Ancak haciz yapılması talep edilen yerin konut olmadığının anlaşılması halinde, mahkeme kararı kesin olarak kaldıracak ve icra müdürü talep hakkında yeniden karar verecektir. Mahkemece onaylanan haciz kararının icrası sırasında, hacze gidilen yerin konut olmadığının anlaşılması halinde, hacze devam edilecek; ancak konut olmadığı sanılan ve icra müdürlüğü tarafından verilen karar ile haciz işlemi gerçekleştirilen yerin konut olduğunun anlaşılması halinde ise borçlunun rızası aranacaktır. Borçlunun haciz işlemine rıza göstermemesi halinde haciz işlemi sonlandırılarak, icra mahkemesinin onayı beklenecektir.
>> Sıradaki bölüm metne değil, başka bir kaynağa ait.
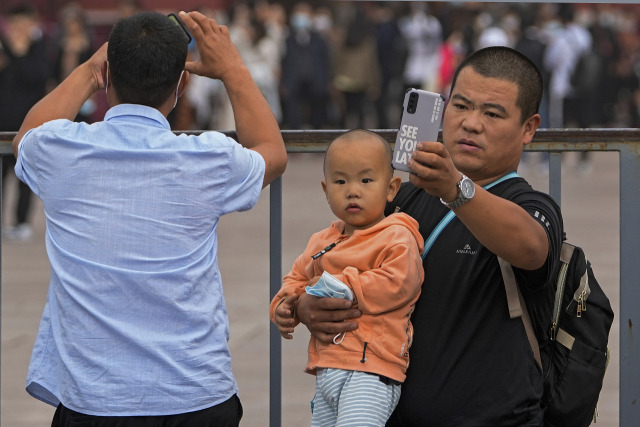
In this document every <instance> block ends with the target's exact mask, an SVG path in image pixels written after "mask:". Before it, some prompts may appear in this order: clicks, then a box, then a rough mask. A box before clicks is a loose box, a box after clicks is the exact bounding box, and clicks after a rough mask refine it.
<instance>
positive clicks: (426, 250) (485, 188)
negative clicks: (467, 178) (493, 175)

Diğer taraftan İcra ve İflas Kanunu’nda yapılan bir diğer önemli değişiklik ise 82. maddede düzenlenen ‘Haczi caiz olmayan mallar ve haklar’ hakkındadır. İlgili değişiklik ile 82. maddenin 1. fıkrasının 3. bendinde yer alan “bireyleri için lüzumlu eşya; aynı amaçla kullanılan eşyanın birden fazla olması durumunda bunlardan biri” tanımı genişletilerek, “bireylerine ait kişisel eşya ile ailenin ortak kullanımına hizmet eden tüm ev eşyası” olarak değiştirilmiştir. Buna göre yapılan değişiklik ile, bireylerin lüzumu olup olmadığının tespitine gerek olmaksızın, herhangi bir kişisel eşya haczedilemeyecek ve ailenin ortak kullanımına sunulan hiçbir eşyanın haczi caiz olmayacaktır. Söz konusu değişiklik 05.04.2023 tarihinden itibaren haczedilecek eşyalar hakkında uygulanacak olup; anılan tarihten önce haciz edilmiş olan eşyalar için uygulama alanı bulmayacaktır.

7445 sayılı Kanun ile, İcra ve İflas Kanunu’nda yapılan başka önemli bir değişiklik ise 88. maddeye eklenen 88/a hükmü ile birlikte düzenlenmiştir. Güncel mevzuata eklenen 88/a hükmü uyarınca, uygulamada çok sorun yaratan muhafaza işleminin dayanağı olan haciz işleminin kalkması durumunda bile yedieminde bulunan malların tasfiyesine ilişkin resen tasfiye yolu getirilmiştir. Buna göre muhafaza işleminin dayanağı olan haciz kalkmış olup da yedieminde bulunan mallar, takibin yapıldığı icra dairesince UYAP sisteminden duyurulacak ve borçluya tebligat çıkartılarak 10 gün içerisinde yedieminlik ücretini ödeyerek malları teslim alabileceği ihtar edilecektir.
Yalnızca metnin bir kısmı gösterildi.